LINDSEY walks into her local alcohol convenience outlet. She goes straight to pick up the strawberry laces and walks back to to the till. In front of her is a women who is wrestling with her hand bag. It turns out to be Judge JUDY.
LINDSEY: Erm, excuse me. I’m kind of in a rush here.
JUDEY: Excuse you. Who they do you think you are walking in here telling me where to get off. I’ll tell you where to get off missy.
LINDSEY: Why don’t you just move to one side and let me make my purchase.
JUDEY: Wait a minute. I know you. How are we Miss Lohan? What could you be doing in a convenience store at 9.30?
LINDSEY: What I do with my strawberry laces is my prerogative. I don’t need a bitch with a broom up her ass tell me what to.
JUDY: Oh I see. You come down to the store to pick up a couple of lines and the scoot your fanny back to the house you built with drug money. Is that it?

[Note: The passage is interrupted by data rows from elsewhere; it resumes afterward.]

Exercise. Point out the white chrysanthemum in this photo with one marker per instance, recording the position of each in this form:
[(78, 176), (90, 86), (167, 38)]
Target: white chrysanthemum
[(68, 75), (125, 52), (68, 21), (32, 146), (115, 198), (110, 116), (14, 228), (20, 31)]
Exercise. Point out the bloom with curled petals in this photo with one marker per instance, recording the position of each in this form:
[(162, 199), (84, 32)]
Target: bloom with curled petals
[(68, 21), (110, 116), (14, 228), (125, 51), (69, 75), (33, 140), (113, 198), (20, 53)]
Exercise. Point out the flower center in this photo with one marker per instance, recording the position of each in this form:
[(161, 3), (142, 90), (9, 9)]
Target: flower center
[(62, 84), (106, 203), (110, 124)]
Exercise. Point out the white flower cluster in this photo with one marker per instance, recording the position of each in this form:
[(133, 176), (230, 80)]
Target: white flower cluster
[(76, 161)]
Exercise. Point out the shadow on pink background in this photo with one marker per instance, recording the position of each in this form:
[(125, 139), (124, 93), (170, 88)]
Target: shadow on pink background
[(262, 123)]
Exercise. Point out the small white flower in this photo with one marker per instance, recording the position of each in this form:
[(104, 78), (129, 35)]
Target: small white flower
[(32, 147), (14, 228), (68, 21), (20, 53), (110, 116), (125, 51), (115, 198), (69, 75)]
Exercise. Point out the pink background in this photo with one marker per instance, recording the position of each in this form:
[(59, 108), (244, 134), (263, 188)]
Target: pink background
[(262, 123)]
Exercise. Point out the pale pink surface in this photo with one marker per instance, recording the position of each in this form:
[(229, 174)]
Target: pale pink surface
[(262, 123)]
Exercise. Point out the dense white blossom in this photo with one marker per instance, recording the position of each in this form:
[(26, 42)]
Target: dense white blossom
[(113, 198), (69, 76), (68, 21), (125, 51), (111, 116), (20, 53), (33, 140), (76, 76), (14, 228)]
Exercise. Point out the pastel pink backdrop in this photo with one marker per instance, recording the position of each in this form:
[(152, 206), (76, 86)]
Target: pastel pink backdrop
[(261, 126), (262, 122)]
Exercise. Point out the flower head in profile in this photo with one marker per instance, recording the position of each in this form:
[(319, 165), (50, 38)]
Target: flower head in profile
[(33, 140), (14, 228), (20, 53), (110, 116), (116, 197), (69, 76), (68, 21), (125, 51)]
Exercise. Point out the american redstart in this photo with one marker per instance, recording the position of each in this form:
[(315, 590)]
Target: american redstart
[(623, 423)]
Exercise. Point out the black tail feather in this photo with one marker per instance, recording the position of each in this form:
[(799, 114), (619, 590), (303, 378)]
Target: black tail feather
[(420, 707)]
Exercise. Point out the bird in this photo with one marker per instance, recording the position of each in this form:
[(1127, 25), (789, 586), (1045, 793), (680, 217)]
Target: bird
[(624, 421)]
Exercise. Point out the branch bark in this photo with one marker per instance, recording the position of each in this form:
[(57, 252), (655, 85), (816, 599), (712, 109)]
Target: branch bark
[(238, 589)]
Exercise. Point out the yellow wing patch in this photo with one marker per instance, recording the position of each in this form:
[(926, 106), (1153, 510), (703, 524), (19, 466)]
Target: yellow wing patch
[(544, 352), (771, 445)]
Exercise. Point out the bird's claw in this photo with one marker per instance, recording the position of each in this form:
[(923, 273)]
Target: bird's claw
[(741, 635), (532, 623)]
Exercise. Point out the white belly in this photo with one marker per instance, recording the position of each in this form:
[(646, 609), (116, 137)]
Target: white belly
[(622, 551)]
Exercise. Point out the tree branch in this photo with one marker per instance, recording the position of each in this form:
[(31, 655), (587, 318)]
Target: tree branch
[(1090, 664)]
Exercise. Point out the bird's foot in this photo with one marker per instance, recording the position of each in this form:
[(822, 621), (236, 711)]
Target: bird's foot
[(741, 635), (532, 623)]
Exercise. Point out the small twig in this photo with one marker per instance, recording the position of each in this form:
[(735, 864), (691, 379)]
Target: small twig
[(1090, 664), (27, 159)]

LINDSEY: They’re laces not lines.
JUDY: Don’t pee on my leg and tell me it’s raining.
LINDESY: Would you just pay up and get your shit out already, God!…
LINDESY (Under her breath): At least I can control my bladder.
JUDY: Did you just get smart with me?
LINDESY: No, Ma’am.
JUDY: Listen, eat morons like you for breakfast. You’re gonna be crying before this is over.
LINDESY: Game on then Bitch. You’re vagina is so dry you your husband went down on you and came up dehydrated.
JUDY: Oh, smart mouth huh. No wonder your brain is starved if that’s where all your smarts are.
LINDESY: Your vagina is so dusty, when your husband had sex with you, his dick came out looking like Oliver Twists finger.
JUDY: What do you know, the girl knows classic literature. Let me give you a few more books to read. If you can’t carry them, I’m sure you’ve got room in your vagina.
SHOPKEEPER: Ladies. Please, please. Can this stop. Both of your vagina’s are probably very unpleasant.